Deißlinger SPD-Kandidaten besichtigen größtes privates Bauprojekt

DEISSLINGEN – Das wohl größte private Bauvorhaben in Deißlingen zur Schaffung von neuem Wohnraum  läuft derzeit auf dem Gelände der ehemaligen Uhrenfabrik Grüner in der Bahnhofstraße 73. Dieses höchst interessante Objekt war deshalb auch das Ziel der Gemeinde- und Ortschaftsratskandidaten der Deißlinger SPD.

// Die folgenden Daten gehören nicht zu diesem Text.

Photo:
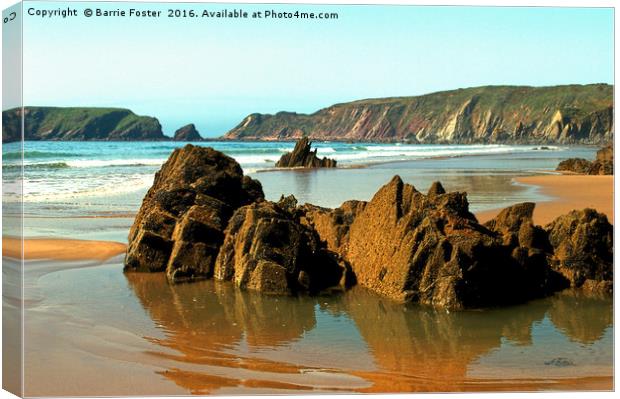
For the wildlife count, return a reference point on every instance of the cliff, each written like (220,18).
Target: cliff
(76,124)
(489,114)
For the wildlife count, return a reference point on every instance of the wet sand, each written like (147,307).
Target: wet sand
(568,192)
(61,249)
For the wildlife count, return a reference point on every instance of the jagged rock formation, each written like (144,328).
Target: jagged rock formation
(583,249)
(78,124)
(602,165)
(430,249)
(303,156)
(180,225)
(187,133)
(203,218)
(490,114)
(269,250)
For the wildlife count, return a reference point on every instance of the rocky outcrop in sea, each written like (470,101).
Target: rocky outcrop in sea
(602,165)
(203,219)
(187,133)
(302,156)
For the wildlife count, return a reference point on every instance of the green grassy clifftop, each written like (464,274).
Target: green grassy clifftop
(489,114)
(75,124)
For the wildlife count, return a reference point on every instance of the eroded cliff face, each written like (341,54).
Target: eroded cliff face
(79,124)
(490,114)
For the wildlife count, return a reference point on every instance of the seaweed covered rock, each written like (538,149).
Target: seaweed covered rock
(333,225)
(303,156)
(582,243)
(602,165)
(604,162)
(179,227)
(427,248)
(575,165)
(267,249)
(203,218)
(529,248)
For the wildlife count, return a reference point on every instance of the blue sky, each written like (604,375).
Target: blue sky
(213,72)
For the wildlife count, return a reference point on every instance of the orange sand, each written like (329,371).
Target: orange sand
(569,192)
(61,249)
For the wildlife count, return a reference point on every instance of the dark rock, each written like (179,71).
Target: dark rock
(179,227)
(575,165)
(604,162)
(529,248)
(430,249)
(602,165)
(267,249)
(79,124)
(203,218)
(333,225)
(303,156)
(559,362)
(582,244)
(187,133)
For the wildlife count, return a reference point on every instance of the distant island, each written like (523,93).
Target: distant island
(491,114)
(570,114)
(87,124)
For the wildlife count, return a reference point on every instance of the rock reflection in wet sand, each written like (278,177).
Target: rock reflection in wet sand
(218,337)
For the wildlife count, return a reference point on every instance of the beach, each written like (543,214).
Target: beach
(567,192)
(211,338)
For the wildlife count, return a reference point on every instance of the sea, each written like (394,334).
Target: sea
(90,329)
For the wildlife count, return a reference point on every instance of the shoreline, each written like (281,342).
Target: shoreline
(567,193)
(61,249)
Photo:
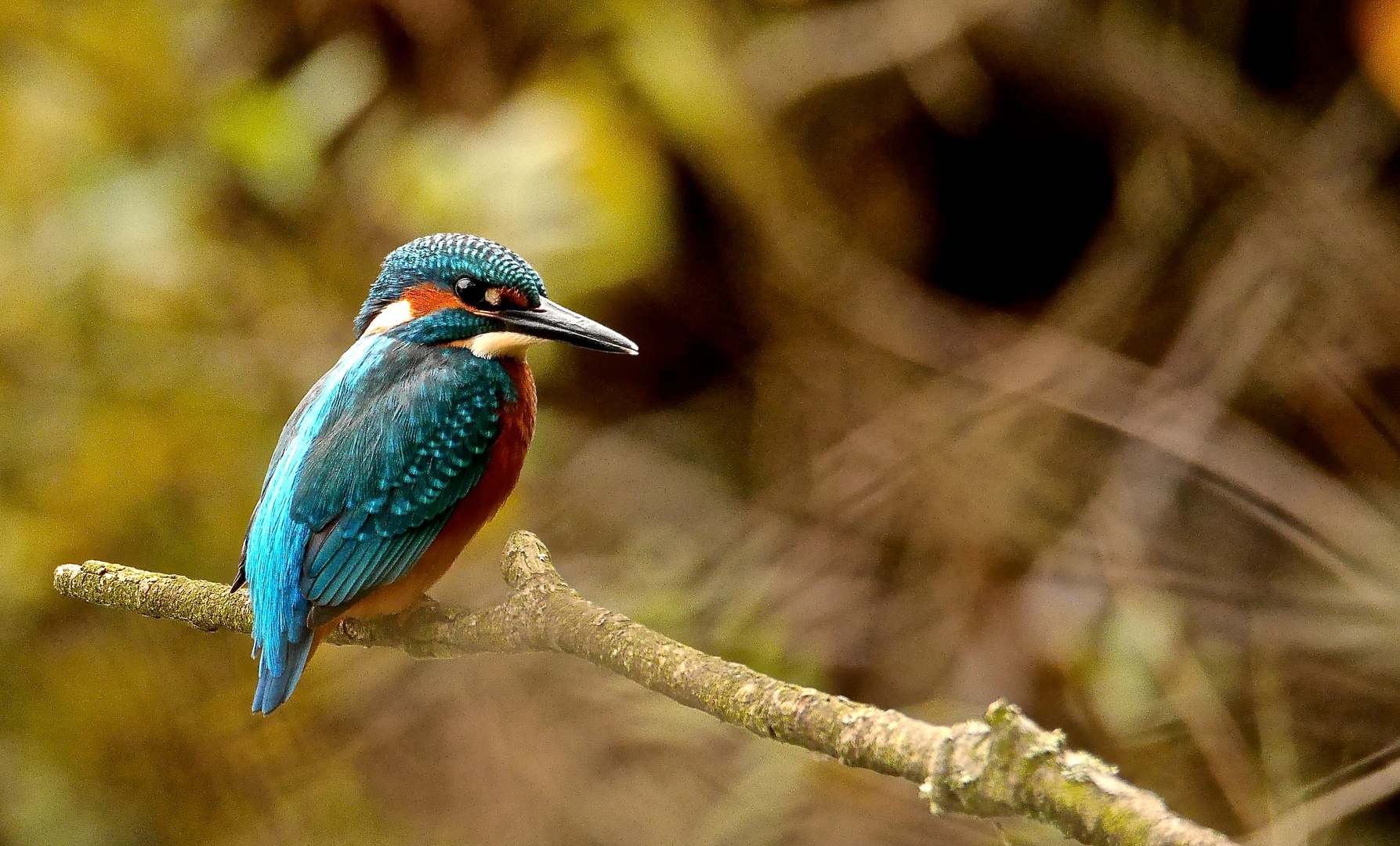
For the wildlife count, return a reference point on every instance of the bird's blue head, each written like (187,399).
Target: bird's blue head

Empfangen wurde die Gruppe von Tomm Straub, dem Inhaber des gleichnamigen Architekturbüros aus Stuttgart. Zur Einführung erläuterte Straub zunächst die schwierigen Voraussetzungen bei der Umnutzung des gesamten Areals und der darauf stehenden Fabrikgebäude. Insgesamt habe es sich bei der Planung von Wohnungen in den bestehenden Gebäuden um ein recht schwieriges Vorhaben gehandelt. Dem Deißlinger Gemeinderat wurde das Objekt bereits im Januar des vergangenen Jahres zum ersten Mal vorgestellt. Die sich auf Grund der teilweise vorhandenen Altlasten und auch der besonderen Lage der Gebäude im Bereich der naheliegenden Bundesstraße hinziehenden Entscheidungen der Behörden führten dazu, dass erst im Januar dieses Jahres mit der Baumaßnahme gestartet werden konnte.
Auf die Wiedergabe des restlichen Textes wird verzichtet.